Papa’nın misyonunu dünyanın gözü önünde görülebilir hale getiren olay Ağca’nın suikast girişimiydi.

Bu suikastın, hiçbir zaman ortaya çıkarılamayan gerçeğinin peşindeki savcılar ve araştırmacıların buldukları ipuçlarında bile bir gerçek gizlenemeyecek biçimde açığa çıkmıştı. Güç odakları, mafya-devlet ve istihbarat örgütleri arasındaki ilişkiler. İnanç ve sembolizm, siyasetin kitlelere en kolay ulaşma yolu olarak benimsenmişti yine.

* * *

AĞCA
suikastı savcılarından Carlo Palermo, 1997’de yayınlanan ‘Hedefteki Papa’ kitabında, suikast girişimlerinin ‘Fatima Meryemi’ adına yapıldığını ileri sürüyordu.

Papa’nın Nisan ayının ilk cumartesi günü hayata veda etmesi bile bu sembolik çerçeveye uygun oldu. İnanışa göre Fatimalı Meryem, ocak ile mayıs aylarının ilk cumartesi günü ölenleri doğrudan cennete götürme vaadinde bulunuyordu.

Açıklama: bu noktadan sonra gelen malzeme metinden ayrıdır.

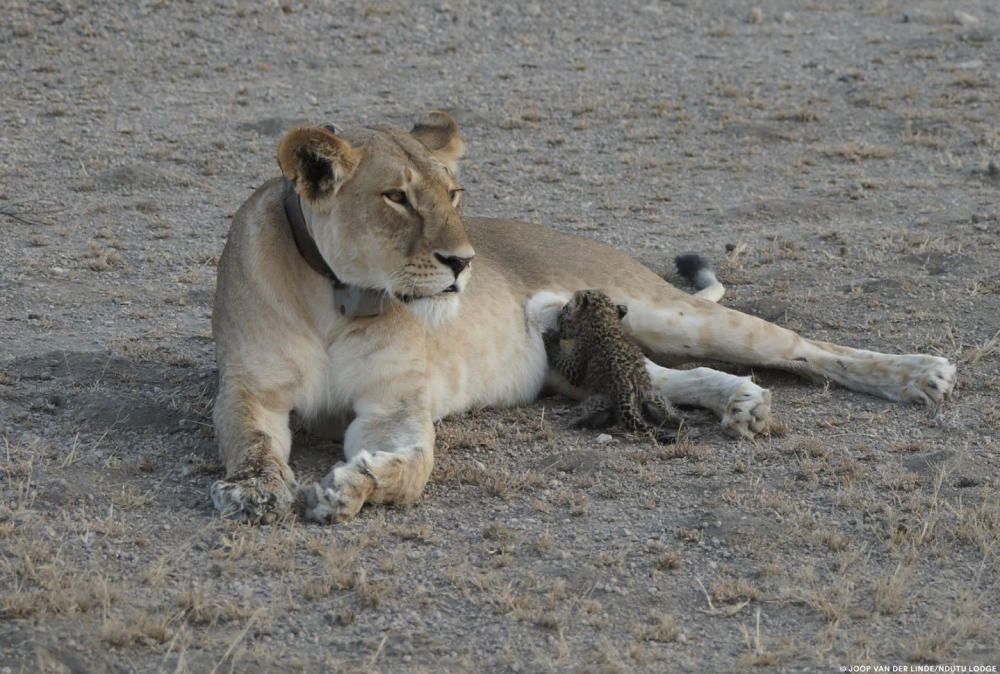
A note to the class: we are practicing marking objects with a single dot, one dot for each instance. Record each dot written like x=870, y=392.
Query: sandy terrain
x=838, y=161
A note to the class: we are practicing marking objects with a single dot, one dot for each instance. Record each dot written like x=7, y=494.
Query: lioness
x=360, y=294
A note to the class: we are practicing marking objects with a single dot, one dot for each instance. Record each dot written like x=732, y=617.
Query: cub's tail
x=697, y=271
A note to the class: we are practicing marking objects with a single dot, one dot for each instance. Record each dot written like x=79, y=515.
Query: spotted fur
x=606, y=364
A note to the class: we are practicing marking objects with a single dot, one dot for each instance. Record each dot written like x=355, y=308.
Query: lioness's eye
x=396, y=197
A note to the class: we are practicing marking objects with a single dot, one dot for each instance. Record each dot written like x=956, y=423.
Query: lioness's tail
x=696, y=270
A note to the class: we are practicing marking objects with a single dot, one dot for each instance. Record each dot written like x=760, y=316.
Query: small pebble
x=965, y=19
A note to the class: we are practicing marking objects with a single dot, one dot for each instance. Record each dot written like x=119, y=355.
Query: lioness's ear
x=317, y=161
x=438, y=131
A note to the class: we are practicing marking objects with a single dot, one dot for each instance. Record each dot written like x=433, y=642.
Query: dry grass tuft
x=140, y=629
x=890, y=591
x=731, y=590
x=668, y=561
x=857, y=151
x=662, y=627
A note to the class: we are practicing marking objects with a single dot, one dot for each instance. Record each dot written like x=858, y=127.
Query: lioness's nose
x=456, y=263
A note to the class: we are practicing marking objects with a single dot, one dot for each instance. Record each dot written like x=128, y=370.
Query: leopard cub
x=605, y=363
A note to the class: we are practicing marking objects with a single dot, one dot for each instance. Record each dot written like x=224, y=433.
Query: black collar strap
x=350, y=301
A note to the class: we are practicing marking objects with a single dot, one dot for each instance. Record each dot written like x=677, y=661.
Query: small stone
x=24, y=30
x=965, y=19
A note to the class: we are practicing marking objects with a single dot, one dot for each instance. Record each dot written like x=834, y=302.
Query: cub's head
x=383, y=207
x=589, y=310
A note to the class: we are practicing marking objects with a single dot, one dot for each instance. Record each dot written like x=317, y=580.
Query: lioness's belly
x=486, y=358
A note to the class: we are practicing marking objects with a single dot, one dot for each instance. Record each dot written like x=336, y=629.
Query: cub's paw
x=924, y=379
x=334, y=500
x=259, y=498
x=748, y=411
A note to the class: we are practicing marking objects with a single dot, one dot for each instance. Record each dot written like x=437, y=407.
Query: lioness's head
x=382, y=205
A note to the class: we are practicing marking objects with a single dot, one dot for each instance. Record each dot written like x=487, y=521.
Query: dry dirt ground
x=833, y=158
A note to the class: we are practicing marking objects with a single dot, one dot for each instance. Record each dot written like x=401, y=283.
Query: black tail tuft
x=689, y=264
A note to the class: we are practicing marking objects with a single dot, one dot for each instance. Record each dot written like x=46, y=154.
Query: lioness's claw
x=256, y=499
x=748, y=412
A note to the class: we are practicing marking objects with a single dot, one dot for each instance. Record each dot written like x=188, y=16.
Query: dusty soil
x=832, y=158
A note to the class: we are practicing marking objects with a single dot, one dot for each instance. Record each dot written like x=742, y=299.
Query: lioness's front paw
x=925, y=379
x=748, y=411
x=259, y=498
x=340, y=501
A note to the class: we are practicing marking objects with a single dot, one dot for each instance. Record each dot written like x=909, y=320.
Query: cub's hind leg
x=254, y=443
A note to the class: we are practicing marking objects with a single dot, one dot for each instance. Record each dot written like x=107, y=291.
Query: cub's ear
x=317, y=161
x=438, y=131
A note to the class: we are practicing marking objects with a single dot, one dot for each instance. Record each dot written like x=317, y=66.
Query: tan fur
x=281, y=346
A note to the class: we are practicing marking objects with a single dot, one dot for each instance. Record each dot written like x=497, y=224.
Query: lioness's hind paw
x=255, y=499
x=325, y=505
x=931, y=380
x=748, y=412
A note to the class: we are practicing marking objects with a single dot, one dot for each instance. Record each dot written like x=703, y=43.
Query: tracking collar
x=351, y=301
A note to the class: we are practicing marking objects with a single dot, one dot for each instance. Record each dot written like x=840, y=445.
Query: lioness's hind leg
x=743, y=407
x=684, y=326
x=254, y=443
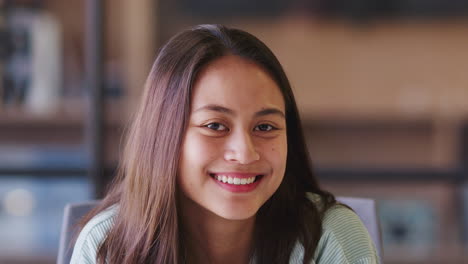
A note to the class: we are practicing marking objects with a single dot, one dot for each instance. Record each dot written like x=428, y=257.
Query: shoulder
x=92, y=235
x=344, y=239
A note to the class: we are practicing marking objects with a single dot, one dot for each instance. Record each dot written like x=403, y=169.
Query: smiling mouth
x=234, y=180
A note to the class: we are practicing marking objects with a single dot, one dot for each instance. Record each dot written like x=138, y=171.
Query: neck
x=209, y=238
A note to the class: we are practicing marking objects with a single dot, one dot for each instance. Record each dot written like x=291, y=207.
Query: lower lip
x=239, y=188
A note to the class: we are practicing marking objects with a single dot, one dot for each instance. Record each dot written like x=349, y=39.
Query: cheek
x=276, y=154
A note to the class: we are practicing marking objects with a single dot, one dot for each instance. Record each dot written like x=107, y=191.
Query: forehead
x=236, y=83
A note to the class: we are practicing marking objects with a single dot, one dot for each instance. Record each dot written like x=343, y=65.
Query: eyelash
x=270, y=127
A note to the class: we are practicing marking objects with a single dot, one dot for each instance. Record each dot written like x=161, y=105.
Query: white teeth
x=235, y=181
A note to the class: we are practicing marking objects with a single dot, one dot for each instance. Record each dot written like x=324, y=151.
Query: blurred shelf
x=49, y=172
x=68, y=113
x=392, y=174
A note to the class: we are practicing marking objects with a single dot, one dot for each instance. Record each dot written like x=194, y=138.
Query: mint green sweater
x=344, y=239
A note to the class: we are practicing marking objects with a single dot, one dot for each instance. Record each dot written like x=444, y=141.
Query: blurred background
x=382, y=87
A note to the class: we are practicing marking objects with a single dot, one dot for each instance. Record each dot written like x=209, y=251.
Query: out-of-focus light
x=19, y=202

Sadece Palermo değil, Slovakyalı rahip Sebastiano Labo da, suikastın Fatima ile ilişkisi üzerinde durduğu ‘Fatima’nın ışığında Papa suikastı’ adlı kitabında Fatima kültünün Jean Paul II.’nin dönemindeki ağırlığını savunuyordu rahip Labo. Ağca suikastı 13 Mayıs 1981’de Fatima gününde gerçekleşiyor, bir yıl sonra yine 13 Mayıs’ta bu kez Papa Fatima’dayken İspanyol rahip Fernandez Krohn, ‘Kahrolsun Papa ve İkinci Vatikan’ diye bağırarak saldırıya geçiyordu. Peru’da Maocu gerillalardan, Bosna’da 1997’de yine ülkücü ve İranlı Müslüman militanların ortak girişimine kadar yedi kez daha suikast girişimi ile karşı karşıya kaldı Papa. Tesadüfler mi yoksa senaryolar mı hálá kesin değil ama, olaylar Fatima’nın kehanetlerini ve sembolik anlamını yayıyordu dünyaya.

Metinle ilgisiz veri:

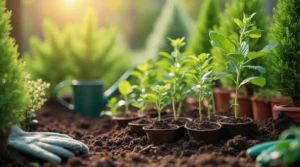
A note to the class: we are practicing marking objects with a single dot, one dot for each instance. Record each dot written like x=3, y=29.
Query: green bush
x=208, y=18
x=77, y=52
x=286, y=30
x=233, y=10
x=13, y=94
x=173, y=22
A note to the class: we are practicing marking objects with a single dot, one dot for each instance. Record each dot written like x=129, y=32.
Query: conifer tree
x=13, y=95
x=207, y=19
x=235, y=9
x=286, y=31
x=173, y=22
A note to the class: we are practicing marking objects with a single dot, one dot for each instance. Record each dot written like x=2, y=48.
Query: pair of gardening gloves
x=47, y=146
x=286, y=149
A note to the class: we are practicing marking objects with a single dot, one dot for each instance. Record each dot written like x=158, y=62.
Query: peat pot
x=162, y=135
x=4, y=139
x=261, y=109
x=206, y=135
x=182, y=130
x=292, y=112
x=123, y=121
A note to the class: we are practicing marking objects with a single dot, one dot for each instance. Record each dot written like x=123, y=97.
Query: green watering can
x=89, y=98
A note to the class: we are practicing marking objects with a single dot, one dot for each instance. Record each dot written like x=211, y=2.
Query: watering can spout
x=114, y=88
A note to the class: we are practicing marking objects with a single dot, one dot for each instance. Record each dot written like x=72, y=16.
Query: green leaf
x=222, y=42
x=269, y=47
x=125, y=87
x=255, y=55
x=255, y=34
x=222, y=75
x=259, y=81
x=258, y=68
x=239, y=23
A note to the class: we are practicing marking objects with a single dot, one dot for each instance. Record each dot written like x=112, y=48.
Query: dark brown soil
x=234, y=120
x=202, y=125
x=120, y=147
x=160, y=125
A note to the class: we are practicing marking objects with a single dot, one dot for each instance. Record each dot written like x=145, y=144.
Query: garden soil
x=111, y=146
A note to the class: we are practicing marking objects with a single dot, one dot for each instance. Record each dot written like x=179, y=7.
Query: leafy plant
x=159, y=97
x=125, y=89
x=37, y=97
x=201, y=73
x=173, y=22
x=14, y=95
x=233, y=9
x=207, y=19
x=239, y=56
x=286, y=31
x=175, y=69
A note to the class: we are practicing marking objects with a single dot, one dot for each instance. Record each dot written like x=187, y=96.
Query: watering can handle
x=59, y=99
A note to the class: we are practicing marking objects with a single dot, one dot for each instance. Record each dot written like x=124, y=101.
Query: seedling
x=201, y=73
x=239, y=56
x=160, y=98
x=175, y=69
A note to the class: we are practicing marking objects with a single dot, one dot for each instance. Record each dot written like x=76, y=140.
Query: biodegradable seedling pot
x=182, y=130
x=4, y=139
x=123, y=121
x=222, y=98
x=245, y=105
x=162, y=135
x=206, y=135
x=261, y=109
x=230, y=130
x=292, y=112
x=279, y=101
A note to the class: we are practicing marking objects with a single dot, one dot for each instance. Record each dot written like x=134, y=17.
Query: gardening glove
x=46, y=145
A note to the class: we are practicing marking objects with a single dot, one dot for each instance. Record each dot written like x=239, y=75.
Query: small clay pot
x=4, y=139
x=162, y=135
x=292, y=112
x=261, y=109
x=208, y=136
x=230, y=130
x=245, y=105
x=123, y=121
x=182, y=130
x=222, y=98
x=279, y=101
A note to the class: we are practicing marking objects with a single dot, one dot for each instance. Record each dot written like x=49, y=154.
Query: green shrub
x=13, y=93
x=77, y=52
x=173, y=22
x=286, y=30
x=207, y=19
x=235, y=9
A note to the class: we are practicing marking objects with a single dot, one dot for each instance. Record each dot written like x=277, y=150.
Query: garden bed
x=110, y=146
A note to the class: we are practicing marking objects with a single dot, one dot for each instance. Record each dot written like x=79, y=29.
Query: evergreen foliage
x=13, y=95
x=173, y=22
x=207, y=19
x=286, y=30
x=81, y=53
x=233, y=10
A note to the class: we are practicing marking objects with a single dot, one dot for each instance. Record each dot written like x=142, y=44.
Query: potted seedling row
x=239, y=59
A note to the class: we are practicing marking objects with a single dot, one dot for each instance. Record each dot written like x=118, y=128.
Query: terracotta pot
x=208, y=136
x=182, y=130
x=162, y=135
x=279, y=101
x=222, y=98
x=261, y=109
x=230, y=130
x=292, y=112
x=245, y=105
x=4, y=139
x=123, y=121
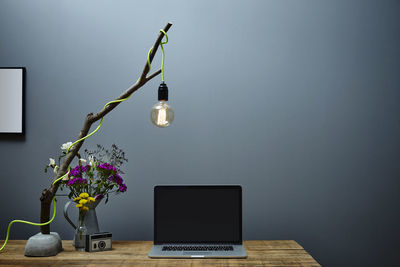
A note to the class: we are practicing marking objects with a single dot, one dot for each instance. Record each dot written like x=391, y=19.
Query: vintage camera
x=98, y=242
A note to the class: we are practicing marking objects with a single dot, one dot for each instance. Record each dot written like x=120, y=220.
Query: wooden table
x=134, y=253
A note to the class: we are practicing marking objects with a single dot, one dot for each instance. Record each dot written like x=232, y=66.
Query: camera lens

Fatima, Portekiz’de Cova da Iria’da bulunuyor. Sadece Hıristiyanlar değil, Fatima’nın Hazreti Muhammed’in kızı Hazreti Fatma olduğuna inanan Şii Müslümanlar için de önemli bir ziyaret yeri. Burada Hazreti Meryem’in 1917 yılında üç küçük çoban çocuğa göründüğü söyleniyor. O yıl, mayıstan ekime kadar her ayın 13’ünde görünen Meryem Ana üç kehanette bulunuyor. İlk iki kehanet 1942’de İkinci Dünya Savaşı’ndan hemen önce açıklanıyor Vatikan tarafından. Bunlar, Rusya’nın dinden uzaklaşmasının insanlığa getireceği acıları, ikinci dünya savaşını ve ancak Rusya’nın dine dönüşü ile barış döneminin başlayacağını söylüyor. Üçüncüsü ise uzun yıllar Vatikan tarafından sır olarak saklandıktan sonra suikast girişimlerinden çok sonra, yakın bir zamanda Papa II. Jean Paul tarafından açıklandı. Beyaz elbiseli bir din adamı açılan ateş neticesinde yere yıkılacaktı. Bu son kehanet gizliydi ama suikastlerin arkasındaki büyük aktörlerin bunu bildikleri iddia edildi hep. Kehanetlerdeki komünizm karşıtı ve ‘Kilise’ye terörist saldırı’ mesajları ile siyasi telkinler, kitlelere ulaştı.

* * *

PAPA JEAN PAUL
, dünyayı gezen Papa sıfatıyla sempati topladı ama hayatın gerçeğine uymayan aşırı muhafazakar yorumları etkili olmadı.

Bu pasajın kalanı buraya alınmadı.